Syllabus

Table of Contents

About the Course

This course develops the probabilistic foundations of inference in data science. It builds a comprehensive view of the decision-making and modeling life cycle in data science, including its human, social, and ethical implications. Topics include: frequentist and Bayesian decision-making, permutation testing, false discovery rate, probabilistic interpretations of models, Bayesian hierarchical models, basics of experimental design, confidence intervals, causal inference, robustness, Thompson sampling, optimal control, Q-learning, differential privacy, fairness in classification, recommendation systems and an introduction to machine learning tools including decision trees, neural networks and ensemble methods.

This class is listed as Data 102.

Prerequisites

While we are working to make this class widely accessible, we currently require the following (or equivalent) prerequisites :

  1. Principles and Techniques of Data Science: Data 100 covers important computational and statistical skills that will be necessary for Data 102.

  2. Probability: Data 140, EECS 126, STAT 134, IEOR 172, or Math 106. Data 140 and EECS 126 are preferred. These courses cover the probabilistic tools that will form the underpinning for the concepts covered in Data 102.

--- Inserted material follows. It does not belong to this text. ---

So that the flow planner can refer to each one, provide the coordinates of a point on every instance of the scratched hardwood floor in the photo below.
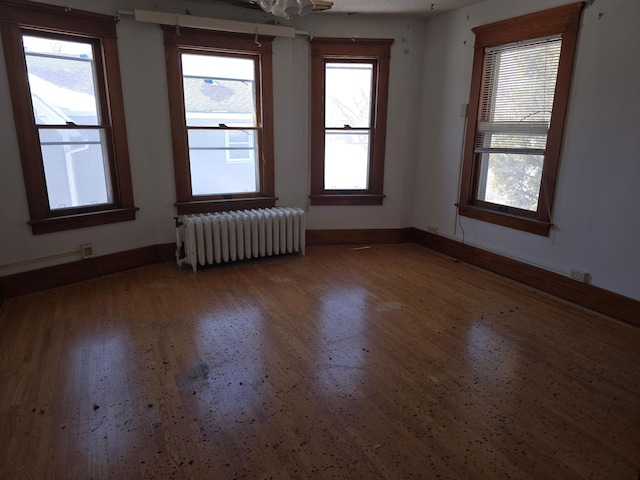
(391, 362)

  3. Math: Math 54, Math 56, Math 110, both EE 16A and EE 16B, STAT 89a, or Physics 89. We will need some basic concepts like linear operators, eigenvectors, derivatives, and integrals to enable statistical inference and derive new prediction algorithms.

Please consult the Resources page for additional resources for reviewing prerequisite material.

Course Components

Lectures

Lectures will be held in-person Tuesdays and Thursdays from 12:30 PM - 2 PM in Li Ka Shing 245. Recordings will be made available on the course website within 24 hours.

Discussion

Discussion section will be held on Wednesdays, led by your GSIs. These sections will cover important problem-solving skills that bridge the concepts in lectures with the skills you’ll need to apply the ideas on the homework and beyond.

A few weeks into the semester, we will start the Supplemental Sections. A typical Supplemental Section consists of prerequisite content you might’ve forgotten or missed from Data 100/140 and “catch up” content to reinforce material you may have missed in the previous week. Details will be posted on Ed. Attending these sections is optional.

Lab

Labs will be held on Mondays by GSIs. You will be working on lab assignments with your GSI in these sections. You can complete the assignments on your own time, but you are highly encouraged to attend lab sessions to work with your classmates and get help from the staff. Help will be limited on Ed and office hours because of this.

Homeworks

Homework assignments are released every other week on Fridays and due two Fridays after. These assignments are designed to help students develop an in-depth understanding of both the theoretical and practical aspects of ideas presented in lectures. They contain both math and coding tasks.

  • All homeworks must be submitted to Gradescope by their posted deadlines.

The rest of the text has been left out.